For sputum induction, each volunteer inhaled a 4.5% saline atomized solution three times for 5 min each time and coughed sputum into a separate cup. Then, four-parts 0.1% dithiothreitol was added to one-part sputum and mixed for 15 min before adding four-parts phosphate-buffered saline. Finally, sputum cells were pelleted by centrifugation and used for RNA extraction after filtering [35].

RNA extraction, RT-PCR and quantitative RT-PCR

Total mRNA was purified from peripheral blood and induced sputum cells using Trizol (Invitrogen) and quantified by an ultraviolet spectrophotometer (Thermo Fisher Scientific, USA) [36]. 1 µg RNA was reversely transcribed into cDNA using Reverse Transcriptase Kit (Qiagen, Netherlands) in accordance to the manufacturer’s instructions [37]. Then, quantitative RT-PCR was performed using SYBR® Premix Ex Taq™ II system (TaKaRa, Japan) with the CFX96 Touch™ Real-Time PCR Detection System (Bio‐Rad, USA). The PCR conditions were as follows: 95 ℃ for 30 s, 40 cycles of 95 ℃ for 15 s, and 60 ℃ for 30 s. Resulting mRNA levels were normalized to β-actin and expressed as a fold change relative to control samples. The sequences of the primers used are as follows: FOXO3 (forward, CGG ACA AAC GGC TCA CTC T; reverse, GGA CCC GCA TGA ATC GAC TAT), TP53 (forward, AAG TCT GTG ACT TGC ACG TAC TCC; reverse, GTC ATG TGC TGT GAC TGC TTG TAG) and β-actin (forward, TTC CAG CCT TCC TTC CTG GG; reverse, TTG CGC TCA GGA GGA GCA AT).

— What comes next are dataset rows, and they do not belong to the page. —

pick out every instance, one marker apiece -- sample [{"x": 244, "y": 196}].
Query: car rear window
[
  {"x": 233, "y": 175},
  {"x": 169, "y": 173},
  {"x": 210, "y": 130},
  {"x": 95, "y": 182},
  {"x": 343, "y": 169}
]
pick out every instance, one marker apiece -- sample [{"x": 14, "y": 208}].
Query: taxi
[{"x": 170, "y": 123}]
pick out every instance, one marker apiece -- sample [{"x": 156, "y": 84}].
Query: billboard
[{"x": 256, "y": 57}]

DNA extraction, bisulfite treatment, methylation array methods

Genomic DNA was extracted from peripheral blood with the TIANamp Genomic DNA kit (Tiangen Biotech, China) [38]. DNA quality control, bisulfite processing, methylation library construction and high-throughput sequencing were carried out at Genesky Biotechnologies Inc. Shanghai [39]. CpG islands were selected which located between 2 K upstream of the gene transcription start site and 1 K downstream of the first exon, to measure methylation levels. Specific selection methods of CpG islands and detection methods of methylation level are performed according to previous literature [40]. 3 CpG islands of FOXO3 and 2 CpG islands of TP53 were selected. Based on these CpG islands, multiple CpG regions (Targets) from CpG islands in FOXO3 and TP53 were sequenced. The details of the CpG regions are listed in Additional file 1: Table S1. Finally, 171 CpG sites from FOXO3 and 48 CpG sites from TP53 were detected in the methylation assay and the details of the CpG sites can be found in Additional file 2: Table S2. We only retained the raw data with a sequencing quality value Q > 40 (Base sequencing error rate < 0.1%) and reported the percent methylation of every CpG site.

Animals

This animal study was carried out with the approval No. 2020sydw0178 of Xiangya Animal Protection and Utilization Committee of Central South University. All methods are implemented in accordance with relevant clauses. The mice were placed under the condition of an air‐filtered temperature control unit, where the light and dark cycled alternately for 12 h, with sufficient food and water supply. The HDM‐induced asthma model was constructed according to previous publications [41]. In the last two weeks, 5‐AZA (Sigma‐Aldrich) (1 mg/kg body weight) were injected intraperitoneally 1 h before HDM challenge to inhibit DNA methylation [42]. All mice were killed 48 h after the last challenge.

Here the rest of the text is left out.